山口剛史さん(31)は、2017年10月から特別養護老人ホーム(以下、特養)「やすらぎ苑」の介護職員として働き、現在はユニットのリーダーをしています。入職時には介護福祉士の資格は持っていませんでしたが、実務経験を積んで取得しました。

「ユニット型の特養なので、10人のご利用者のケアを担当しています。ユニットによってご利用者の要介護度も違いますし、ユニットリーダーによって他の職員と話し合ってどのような運営をしていくのかという点からも違いがでてきます。私のユニットでは、グループホームのような雰囲気でケアができたらいいなと考えています」

特養は、基本的に要介護度が3~5といった要介護度が高い人たちが入居する介護施設です。ユニット型の特養は、10人程度のご利用者を1つのグループとして、共有スペースにリビング、居室は1人ずつ分かれており、自宅に近い居住空間になっています。ユニットごとに専任のスタッフがいます。ご利用者のプライバシーを尊重し、かつそれぞれの生活サイクルにも配慮した介護サービスを提供することを心掛けています。

「やすらぎ苑」のユニットにはキッチンがありますが、施設内にあるユニット共通の調理施設で専門の調理員が毎食つくり、ユニットではご利用者の状態に合わせて盛りつけをしたり、服薬の準備をしたりしています。山口さんのユニットでは、現在、車いすなどを使って自力で移動できる人が多いのが特徴で、ご利用者とのコミュニケーションを大切にしています。

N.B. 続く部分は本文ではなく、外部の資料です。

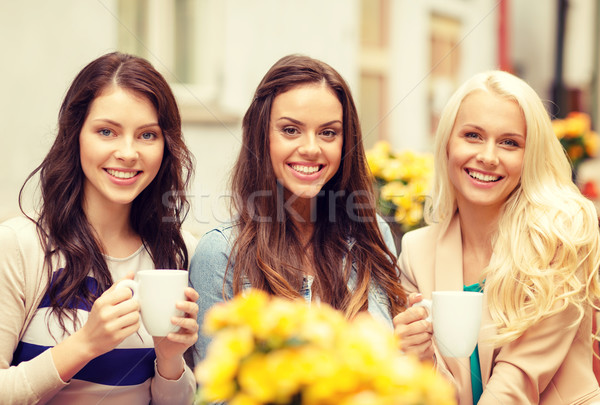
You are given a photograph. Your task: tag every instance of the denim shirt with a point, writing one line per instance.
(207, 272)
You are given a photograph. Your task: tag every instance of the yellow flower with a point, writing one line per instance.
(559, 128)
(310, 353)
(577, 123)
(377, 157)
(575, 152)
(394, 170)
(592, 143)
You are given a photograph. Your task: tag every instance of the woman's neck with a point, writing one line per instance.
(477, 229)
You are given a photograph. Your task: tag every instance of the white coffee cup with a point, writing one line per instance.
(456, 318)
(157, 292)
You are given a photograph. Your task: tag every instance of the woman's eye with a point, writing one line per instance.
(510, 142)
(329, 133)
(290, 131)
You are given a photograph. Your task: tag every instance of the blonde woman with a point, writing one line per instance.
(508, 221)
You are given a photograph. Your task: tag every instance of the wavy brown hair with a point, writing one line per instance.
(268, 251)
(156, 214)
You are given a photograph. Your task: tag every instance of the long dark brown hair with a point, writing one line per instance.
(268, 251)
(157, 212)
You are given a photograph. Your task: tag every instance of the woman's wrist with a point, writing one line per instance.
(70, 356)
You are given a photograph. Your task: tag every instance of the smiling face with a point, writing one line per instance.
(121, 148)
(306, 138)
(485, 150)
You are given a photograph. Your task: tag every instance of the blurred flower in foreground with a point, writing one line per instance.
(576, 136)
(269, 350)
(402, 181)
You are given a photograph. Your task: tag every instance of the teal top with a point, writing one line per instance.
(476, 386)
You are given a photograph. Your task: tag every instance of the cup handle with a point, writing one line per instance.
(131, 284)
(427, 305)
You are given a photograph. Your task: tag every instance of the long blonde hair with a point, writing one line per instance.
(546, 251)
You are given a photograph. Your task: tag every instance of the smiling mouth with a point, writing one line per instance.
(487, 178)
(122, 174)
(306, 169)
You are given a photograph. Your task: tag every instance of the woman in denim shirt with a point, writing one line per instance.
(305, 222)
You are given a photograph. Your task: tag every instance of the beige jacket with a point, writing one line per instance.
(550, 364)
(23, 282)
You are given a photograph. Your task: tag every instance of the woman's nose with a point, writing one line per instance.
(126, 150)
(488, 155)
(310, 145)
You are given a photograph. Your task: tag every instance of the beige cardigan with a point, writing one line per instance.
(550, 364)
(23, 281)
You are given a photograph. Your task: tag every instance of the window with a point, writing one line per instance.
(182, 39)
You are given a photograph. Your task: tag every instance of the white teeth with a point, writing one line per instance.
(306, 169)
(121, 174)
(483, 177)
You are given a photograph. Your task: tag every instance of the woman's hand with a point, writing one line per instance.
(414, 331)
(169, 350)
(113, 317)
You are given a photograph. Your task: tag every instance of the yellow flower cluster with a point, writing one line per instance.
(269, 350)
(402, 180)
(577, 137)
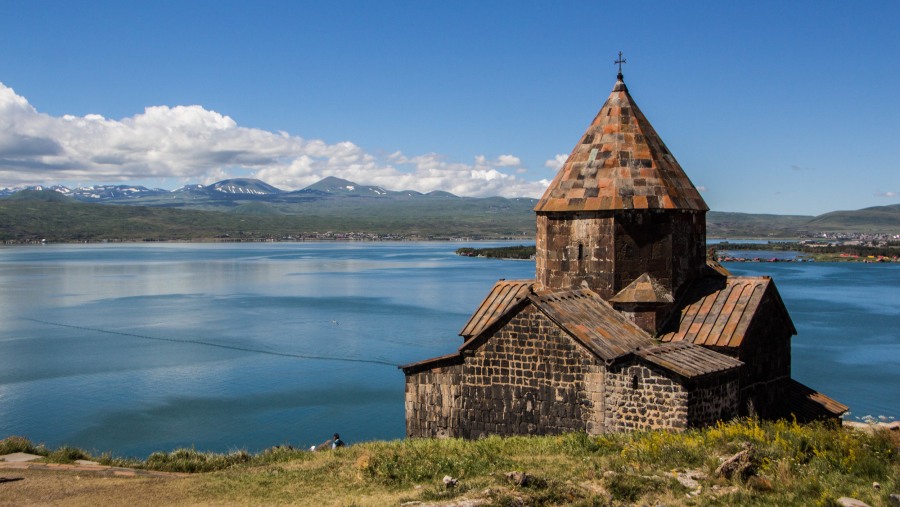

「自宅にいたときと同じように過ごせてもらえたらいいと思っています」

そのため、起居動作、移乗、移動、食事、更衣、排泄、入浴、整容などのADL(日常生活動作)への介助についても、過剰になって自立度が落ちないように、注意しながらケアをしています。

231120_大樹会_04山口剛史さん

視点② ネガティブなイメージも働き始めて視点が変わった

――キャリア形成は?

介護のしごととの初めの接点は、大学を卒業し、民間企業を経て京都市内でサイクルショップと児童館でのダブルワークをしていたとき、すでに介護職員をしていた高校の後輩に声を掛けられたことでした。

「当時は、あまり人と関わる仕事をしたくないと考えていました。ただ、心の中で埋められないものを感じました。それでたまたま児童館でも働く機会があって、子どもとふれ合う中で大変な仕事とは思いましたが、人とふれ合うことで自分が成長できるということに気づきました」

介護事業を展開する社会福祉法人の中には、介護事業だけでなく、保育など、地域福祉に関わる事業を展開しているところがあります。山口さんも、そんな魅力を知り、「大樹会で働きながら学びたい」と門をたたきました。配属先は特養です。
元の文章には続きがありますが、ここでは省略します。